The report assesses the fiscal stance that the Government sets out in its Stability Programme Update 2023. It assesses the Government’s overall fiscal stance, its macroeconomic and fiscal forecasts, and its compliance with fiscal rules.
You can read the Minister for Finance’s response to the report The Minister for Finance responds to the Fiscal Assessment Report, June 2023
Response of the Minister for Finance to the Fiscal Assessment Report, June 2023
After slowing over winter, Ireland’s growth looks set to recover as inflation eases. While high price increases and an uncertain outlook softened the volume of consumer spending in 2022, a rapid recovery following the pandemic has led to once-in-a-generation low unemployment rates. The Government forecasts that real GNI* growth will be just 1.7% in 2023, before recovering to 2.1% in 2024 and 2.5% in 2025.
Capacity constraints have emerged, with the jobs market exceptionally tight. Capacity constraints are now a major challenge. Few construction workers are unemployed, housing output appears to have slowed, and wage and rent pressures could yet prove more persistent.
The Government’s underlying deficit, excluding excess corporation tax receipts, is projected to narrow to 0.6% of GNI* this year. Some €1.2 billion (0.4 % GNI*) of ad-hoc fiscal supports were introduced in February for businesses and households facing higher prices. However, these are expected to be met within the existing Budget allocations. More transparency is needed around within-year measures like these. Moreover, the justification for such supports is waning as they are poorly targeted and energy prices are falling.
In 2024, the Government expects to run its first underlying surplus in 17 years, when excess corporation tax receipts are excluded.
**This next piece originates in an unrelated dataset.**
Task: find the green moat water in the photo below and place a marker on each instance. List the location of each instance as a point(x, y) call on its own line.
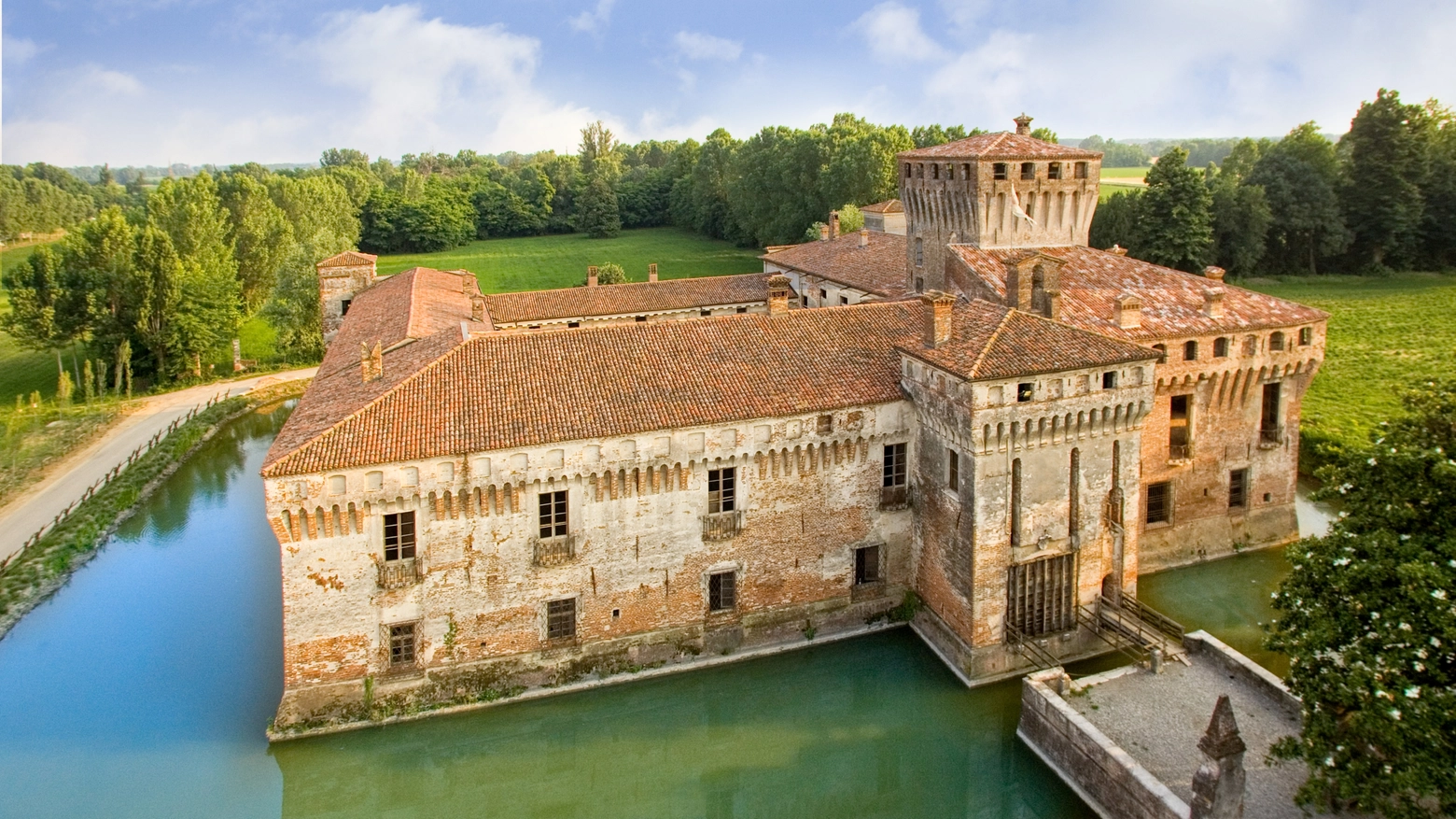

The projections assume the Government sticks to its National Spending Rule. This implies a fall in the net debt-to-GNI* ratio of 23 percentage points between end-2022 and end-2026 (from 69% to 46%). Windfall corporation tax receipts contribute about 16 percentage points of the overall decline, helped by relatively high inflation and robust growth.
Exceptional inflows of corporation tax receipts from foreign multinationals are boosting the public finances. Excess corporation tax receipts, those beyond what can be explained by domestic activity since 2014, now account for €11 billion of annual receipts (4% of GNI*). New research shows that just three corporate groups accounted for one-third of corporation tax receipts over the past five years (Cronin, 2023). This concentration entails a high risk of reversals due to firm-specific risks and changes to the international tax environment. Moreover, the receipts — when spent — represent a net injection of money into the economy as they are based on overseas profits rather than being taken out of domestic activity.
The Government does not appear to have factored in spending pressures fully, and it faces some difficult choices. The measures needed to address climate objectives do not appear to be factored into official plans in full and could be sizeable. In addition, current spending increases in 2024 and 2025 do not appear to fully accommodate demographic and price pressures, falling short by €1.1 billion per year on average. This implies limited scope for additional spending without offsetting tax increases or spending reductions elsewhere.